Entrepreneurs key to unlocking continent’s economy – AfDB report

22nd May 2017 By: Megan van Wyngaardt - Creamer Media Contributing Editor Online

With the continent continuing to face sluggish growth, African governments need to integrate entrepreneurship more fully into their industrialisation strategies, the African Development Bank’s (AfDB’s) ‘African Economic Outlook 2017’ suggests.

Last year, Africa’s economic growth slowed to 2.2% from 3.4% in 2015 owing to low commodity prices, weak global recovery and adverse weather conditions, which impacted on agriculture production in some regions.

Further, the slowdown in large African economies, such as South Africa, is also having a major impact.

Here, a slump in mining and quarrying, among other factors, resulted in estimated weak growth of 0.4% for 2016, while the country is still reeling from a power deficit and the ongoing drought induced by El Niño.

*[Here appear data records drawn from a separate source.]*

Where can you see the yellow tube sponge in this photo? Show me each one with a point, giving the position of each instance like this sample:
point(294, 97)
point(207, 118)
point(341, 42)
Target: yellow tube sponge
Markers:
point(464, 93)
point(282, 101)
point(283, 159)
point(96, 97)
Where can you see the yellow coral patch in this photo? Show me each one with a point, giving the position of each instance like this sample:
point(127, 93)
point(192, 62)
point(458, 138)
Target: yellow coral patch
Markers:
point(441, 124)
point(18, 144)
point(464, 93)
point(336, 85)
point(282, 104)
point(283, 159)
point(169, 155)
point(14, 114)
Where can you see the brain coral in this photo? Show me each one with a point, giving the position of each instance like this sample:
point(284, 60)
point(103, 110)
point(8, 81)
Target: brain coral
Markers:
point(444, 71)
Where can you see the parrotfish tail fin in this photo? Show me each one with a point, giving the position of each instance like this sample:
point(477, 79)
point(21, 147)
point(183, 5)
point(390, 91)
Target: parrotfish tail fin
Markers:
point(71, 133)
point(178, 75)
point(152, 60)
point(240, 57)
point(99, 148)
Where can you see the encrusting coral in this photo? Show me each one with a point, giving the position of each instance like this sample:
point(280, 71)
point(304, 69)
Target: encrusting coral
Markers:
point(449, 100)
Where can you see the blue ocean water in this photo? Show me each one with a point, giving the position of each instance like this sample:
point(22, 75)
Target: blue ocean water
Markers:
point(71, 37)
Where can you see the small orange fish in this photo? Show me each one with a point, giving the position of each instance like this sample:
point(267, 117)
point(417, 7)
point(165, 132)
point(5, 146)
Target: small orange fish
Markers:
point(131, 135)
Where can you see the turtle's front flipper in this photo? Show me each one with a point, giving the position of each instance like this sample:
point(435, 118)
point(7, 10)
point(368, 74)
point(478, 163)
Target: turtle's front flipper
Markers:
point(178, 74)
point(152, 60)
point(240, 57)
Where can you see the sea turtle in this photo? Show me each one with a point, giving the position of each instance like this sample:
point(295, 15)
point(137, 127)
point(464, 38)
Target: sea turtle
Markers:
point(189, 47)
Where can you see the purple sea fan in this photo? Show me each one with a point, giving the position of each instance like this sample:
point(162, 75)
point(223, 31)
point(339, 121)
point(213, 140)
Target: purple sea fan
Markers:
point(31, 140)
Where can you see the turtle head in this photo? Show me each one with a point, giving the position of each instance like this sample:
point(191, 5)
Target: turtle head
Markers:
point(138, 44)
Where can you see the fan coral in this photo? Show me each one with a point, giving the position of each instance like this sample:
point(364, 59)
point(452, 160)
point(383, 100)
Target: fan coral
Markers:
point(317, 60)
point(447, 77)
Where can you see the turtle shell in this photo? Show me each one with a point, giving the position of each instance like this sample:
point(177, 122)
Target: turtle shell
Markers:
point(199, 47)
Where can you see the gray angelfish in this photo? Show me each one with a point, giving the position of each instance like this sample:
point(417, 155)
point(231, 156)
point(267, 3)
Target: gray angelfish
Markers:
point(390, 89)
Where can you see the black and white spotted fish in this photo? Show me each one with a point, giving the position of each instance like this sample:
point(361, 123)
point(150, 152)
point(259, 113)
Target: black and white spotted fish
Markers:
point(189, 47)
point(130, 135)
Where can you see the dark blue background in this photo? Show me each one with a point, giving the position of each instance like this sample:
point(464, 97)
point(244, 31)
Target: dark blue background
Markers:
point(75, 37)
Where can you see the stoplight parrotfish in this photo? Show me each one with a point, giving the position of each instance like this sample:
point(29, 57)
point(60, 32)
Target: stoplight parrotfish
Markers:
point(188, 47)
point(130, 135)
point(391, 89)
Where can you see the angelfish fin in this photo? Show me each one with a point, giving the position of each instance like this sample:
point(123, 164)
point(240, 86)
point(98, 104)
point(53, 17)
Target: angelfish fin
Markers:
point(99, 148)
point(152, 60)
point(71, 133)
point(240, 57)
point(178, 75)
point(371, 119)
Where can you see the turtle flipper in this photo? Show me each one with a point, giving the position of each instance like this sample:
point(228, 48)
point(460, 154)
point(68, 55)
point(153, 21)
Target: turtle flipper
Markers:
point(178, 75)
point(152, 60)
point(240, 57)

Paired with political uncertainty and long-standing structural issues, the country’s foreign direct investment (FDI) inflows are expected to remain sluggish at $1.7-billion. Further, while historically the continent's largest investor of outbound FDI, South Africa’s FDI outflows have declined by 30% in 2015 to $5.3-billion, and by an additional 58% in 2016 to $2.2-billion. This is a continent-wide trend.

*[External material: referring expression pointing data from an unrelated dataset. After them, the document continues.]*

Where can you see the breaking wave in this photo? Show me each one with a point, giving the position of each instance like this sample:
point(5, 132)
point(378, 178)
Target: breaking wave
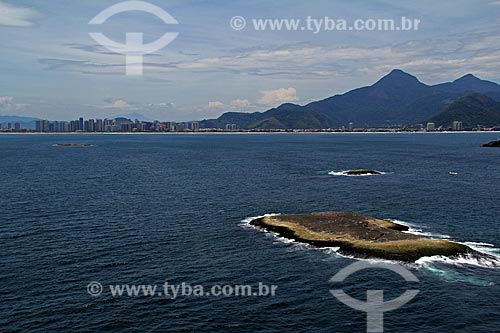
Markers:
point(345, 173)
point(486, 256)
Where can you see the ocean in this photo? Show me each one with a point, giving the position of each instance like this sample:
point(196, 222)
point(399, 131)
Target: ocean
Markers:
point(150, 209)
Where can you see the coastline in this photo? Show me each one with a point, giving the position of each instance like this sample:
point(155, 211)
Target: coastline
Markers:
point(243, 133)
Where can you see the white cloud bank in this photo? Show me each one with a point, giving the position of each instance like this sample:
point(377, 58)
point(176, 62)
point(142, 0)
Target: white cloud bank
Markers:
point(278, 96)
point(16, 16)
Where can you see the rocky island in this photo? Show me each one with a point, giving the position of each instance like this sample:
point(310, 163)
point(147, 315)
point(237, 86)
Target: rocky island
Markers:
point(358, 235)
point(492, 144)
point(362, 172)
point(72, 145)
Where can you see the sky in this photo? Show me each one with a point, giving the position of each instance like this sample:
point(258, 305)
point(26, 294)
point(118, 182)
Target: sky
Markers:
point(51, 68)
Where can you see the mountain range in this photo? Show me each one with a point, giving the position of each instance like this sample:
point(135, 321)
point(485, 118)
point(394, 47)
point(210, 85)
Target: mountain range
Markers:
point(397, 99)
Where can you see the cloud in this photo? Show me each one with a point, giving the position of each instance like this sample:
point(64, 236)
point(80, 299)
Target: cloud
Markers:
point(216, 105)
point(7, 104)
point(5, 101)
point(117, 104)
point(241, 103)
point(16, 16)
point(278, 96)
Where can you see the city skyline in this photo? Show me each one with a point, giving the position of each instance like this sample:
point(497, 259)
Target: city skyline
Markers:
point(210, 68)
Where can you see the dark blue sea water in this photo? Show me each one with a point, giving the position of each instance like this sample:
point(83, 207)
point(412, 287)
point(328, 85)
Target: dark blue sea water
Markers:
point(145, 209)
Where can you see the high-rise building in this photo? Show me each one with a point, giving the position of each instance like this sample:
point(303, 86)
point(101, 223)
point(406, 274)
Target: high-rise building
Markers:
point(39, 125)
point(99, 125)
point(194, 126)
point(457, 126)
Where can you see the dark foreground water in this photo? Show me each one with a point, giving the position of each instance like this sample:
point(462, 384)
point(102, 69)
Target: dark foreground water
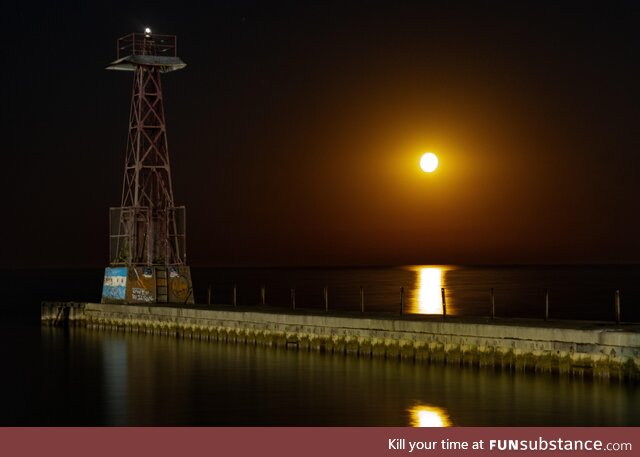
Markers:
point(90, 377)
point(54, 376)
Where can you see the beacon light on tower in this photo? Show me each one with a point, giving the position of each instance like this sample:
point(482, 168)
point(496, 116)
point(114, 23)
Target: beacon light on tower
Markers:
point(147, 238)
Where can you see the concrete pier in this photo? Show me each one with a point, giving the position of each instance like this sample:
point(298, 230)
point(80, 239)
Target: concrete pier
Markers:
point(585, 349)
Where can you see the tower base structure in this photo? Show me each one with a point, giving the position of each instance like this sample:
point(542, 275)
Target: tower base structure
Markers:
point(154, 284)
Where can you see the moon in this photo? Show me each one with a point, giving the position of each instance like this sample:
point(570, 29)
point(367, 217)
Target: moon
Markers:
point(429, 162)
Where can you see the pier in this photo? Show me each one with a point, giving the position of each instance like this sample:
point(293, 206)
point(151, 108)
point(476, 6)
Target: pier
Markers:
point(574, 348)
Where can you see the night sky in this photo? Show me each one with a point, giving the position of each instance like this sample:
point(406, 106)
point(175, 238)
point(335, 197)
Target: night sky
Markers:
point(296, 129)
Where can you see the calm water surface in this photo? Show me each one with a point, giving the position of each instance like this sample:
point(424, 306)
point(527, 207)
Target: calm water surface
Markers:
point(83, 377)
point(89, 377)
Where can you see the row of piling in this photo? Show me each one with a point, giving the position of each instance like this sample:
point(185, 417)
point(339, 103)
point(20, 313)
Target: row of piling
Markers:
point(325, 299)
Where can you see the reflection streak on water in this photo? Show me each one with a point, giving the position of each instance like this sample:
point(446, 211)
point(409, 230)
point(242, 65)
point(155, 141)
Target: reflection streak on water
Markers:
point(429, 416)
point(428, 287)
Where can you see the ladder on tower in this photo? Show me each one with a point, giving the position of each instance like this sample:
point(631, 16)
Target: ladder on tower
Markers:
point(162, 285)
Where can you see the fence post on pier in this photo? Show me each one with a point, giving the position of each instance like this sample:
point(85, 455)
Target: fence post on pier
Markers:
point(325, 293)
point(444, 304)
point(493, 304)
point(546, 304)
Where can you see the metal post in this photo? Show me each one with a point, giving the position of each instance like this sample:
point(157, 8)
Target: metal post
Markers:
point(444, 304)
point(546, 304)
point(326, 298)
point(493, 304)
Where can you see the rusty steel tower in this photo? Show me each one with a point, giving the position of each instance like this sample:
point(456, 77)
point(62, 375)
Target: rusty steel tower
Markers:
point(147, 239)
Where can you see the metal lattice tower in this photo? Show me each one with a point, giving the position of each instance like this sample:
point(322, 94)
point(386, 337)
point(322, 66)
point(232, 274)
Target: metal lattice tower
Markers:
point(147, 229)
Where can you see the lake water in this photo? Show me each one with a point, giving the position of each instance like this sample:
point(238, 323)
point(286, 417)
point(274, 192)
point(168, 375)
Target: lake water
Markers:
point(53, 376)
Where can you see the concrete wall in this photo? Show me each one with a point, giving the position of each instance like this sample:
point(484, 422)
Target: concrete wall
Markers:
point(571, 349)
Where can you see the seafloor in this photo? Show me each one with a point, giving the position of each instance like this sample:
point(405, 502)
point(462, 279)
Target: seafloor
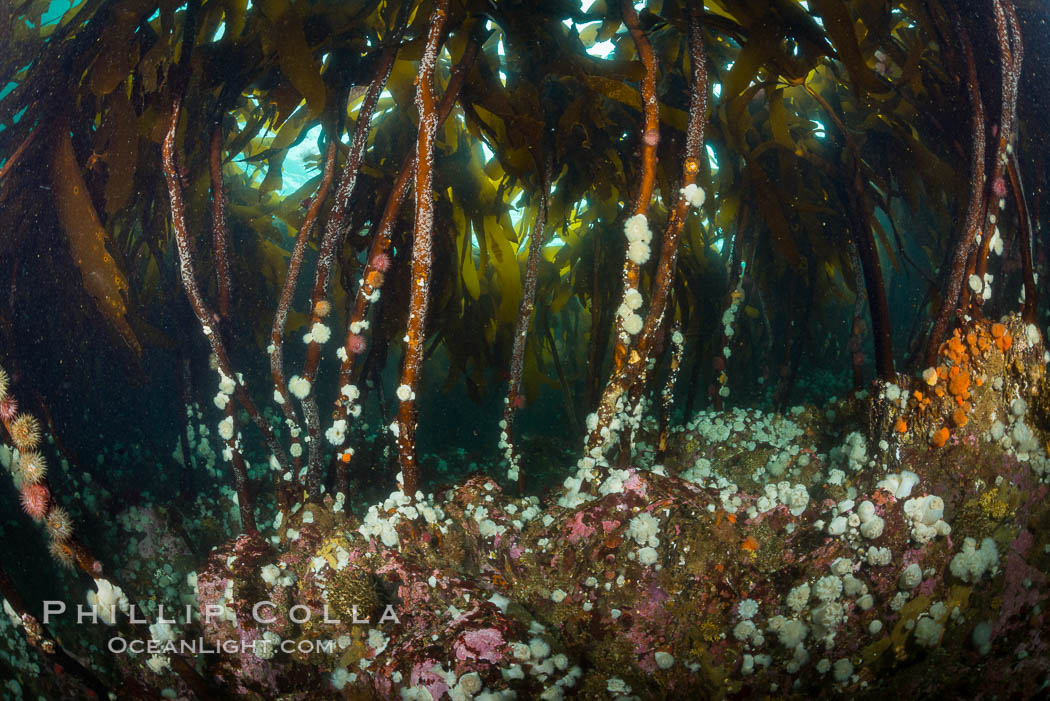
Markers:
point(873, 546)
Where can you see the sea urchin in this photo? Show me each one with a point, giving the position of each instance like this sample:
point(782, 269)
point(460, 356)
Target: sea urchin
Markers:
point(24, 431)
point(35, 500)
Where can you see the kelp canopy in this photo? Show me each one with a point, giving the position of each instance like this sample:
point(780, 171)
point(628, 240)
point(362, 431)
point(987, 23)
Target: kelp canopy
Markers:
point(845, 167)
point(569, 215)
point(838, 133)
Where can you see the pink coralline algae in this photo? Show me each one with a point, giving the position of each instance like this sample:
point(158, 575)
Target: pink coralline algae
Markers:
point(482, 644)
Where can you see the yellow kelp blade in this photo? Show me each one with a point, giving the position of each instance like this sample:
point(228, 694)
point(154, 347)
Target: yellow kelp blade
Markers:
point(102, 278)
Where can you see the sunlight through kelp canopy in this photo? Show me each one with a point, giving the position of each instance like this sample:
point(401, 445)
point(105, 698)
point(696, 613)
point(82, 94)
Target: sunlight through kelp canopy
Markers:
point(501, 258)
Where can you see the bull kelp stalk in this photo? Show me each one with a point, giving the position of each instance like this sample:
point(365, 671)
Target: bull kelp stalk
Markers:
point(421, 254)
point(219, 234)
point(638, 240)
point(38, 636)
point(635, 361)
point(378, 262)
point(515, 473)
point(335, 232)
point(1025, 219)
point(1011, 51)
point(281, 396)
point(667, 396)
point(229, 381)
point(956, 264)
point(221, 246)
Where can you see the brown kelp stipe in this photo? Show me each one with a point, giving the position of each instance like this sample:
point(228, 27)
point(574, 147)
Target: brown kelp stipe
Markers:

“With dynamic private sectors, entrepreneurial spirit and vast resources, Africa has the potential to grow even faster and more inclusively,” countered AfDB forecasting and research department macroeconomic policy acting director Abebe Shimeles.

There are promising developments across the continent. Africa’s growth increasingly relies on domestic sources, as shown by dynamic private and government consumption that, combined, accounted for 60% of growth in 2016.

This growth also coincides with progress in human development: 18 African countries had achieved medium to high levels of human development by 2015.

Finally, FDI attracted by the continent’s emerging markets and fast urbanisation, stood at $56.5-billion in 2016 and is projected to reach $57-billion this year. Such investment has diversified away from the natural resources sector to construction, financial services, manufacturing, transport, electricity, and information and communication technology.

“Although economic headwinds experienced in the last two years appear to have altered the ‘Africa rising narrative’, we firmly believe the continent remains resilient, with nonresource-dependent economies sustaining higher growth for much longer spells,” said Shimeles.

However, progress would remain uneven, the report highlighted, noting that African governments would need to push their agenda for job creation with more ambitious and tailored policies.

Despite a decade of progress, 54% of the population in 46 African countries are still trapped in poverty across multiple dimensions – health, education and living standards. Further, demands for better employment opportunities are the main reason behind continued public protests, having motivated a third of all public demonstrations between 2014 and 2016 – albeit in a context of decreasing levels of civil unrest.

With the size of the workforce likely to increase by 910-million between 2010 and 2050, creating more and better jobs will remain the core challenge for African policy-makers.

“The key to successful development in Africa is to nurture the emerging culture of entrepreneurship, to use the famous words of Hernando De Soto, ‘el otro sendero’ (the other path) for development; a path that can unleash high-octane creativity and transform opportunities into phenomenal realisations,” said United Nations Development Programme Africa regional director Abdoulaye Mar Dieye.

It is paramount that Africa achieve a new industrial revolution if it is to turn the challenge of higher population growth into an opportunity, he says. Twenty-six African countries today have an industrialisation strategy in place, but most of these strategies tend to emphasise the role of large manufacturing companies at the expense of entrepreneurs in sectors with the potential for high growth and employment creation, including start-ups and small and medium-sized firms.

Businesses with fewer than 20 employees and less than five years’ experience provide the bulk of jobs in Africa’s formal sector. Additionally, the advent of digital technologies and new business models is blurring the boundaries between manufacturing – which is now bouncing back at 11% of Africa’s gross domestic product – and the services sector.

“Industrialisation strategies thus need to support other sectors where African economies have comparative advantage, such as agribusinesses, tradable services and renewable energy. New strategies need to avoid dependence on businesses that are not environment-friendly,” the report stated.

According to the outlook, Africa has high untapped potential for entrepreneurship. In 18 African countries, 11% of the working-age population set up their own firms to tap specific business opportunities.

This is higher than in developing countries in Latin America (8%) and in Asia (5%). However, few of them invest in high-growth sectors, grow to employ more workers or introduce innovations to markets.

To turn their dynamism into an engine of industrialisation, African governments can improve the skills of workers, enhance the efficiency of business clusters – such as industrial parks and special economic zones – and increase access to finance, with more affordable credit and more innovative instruments, for small and young firms.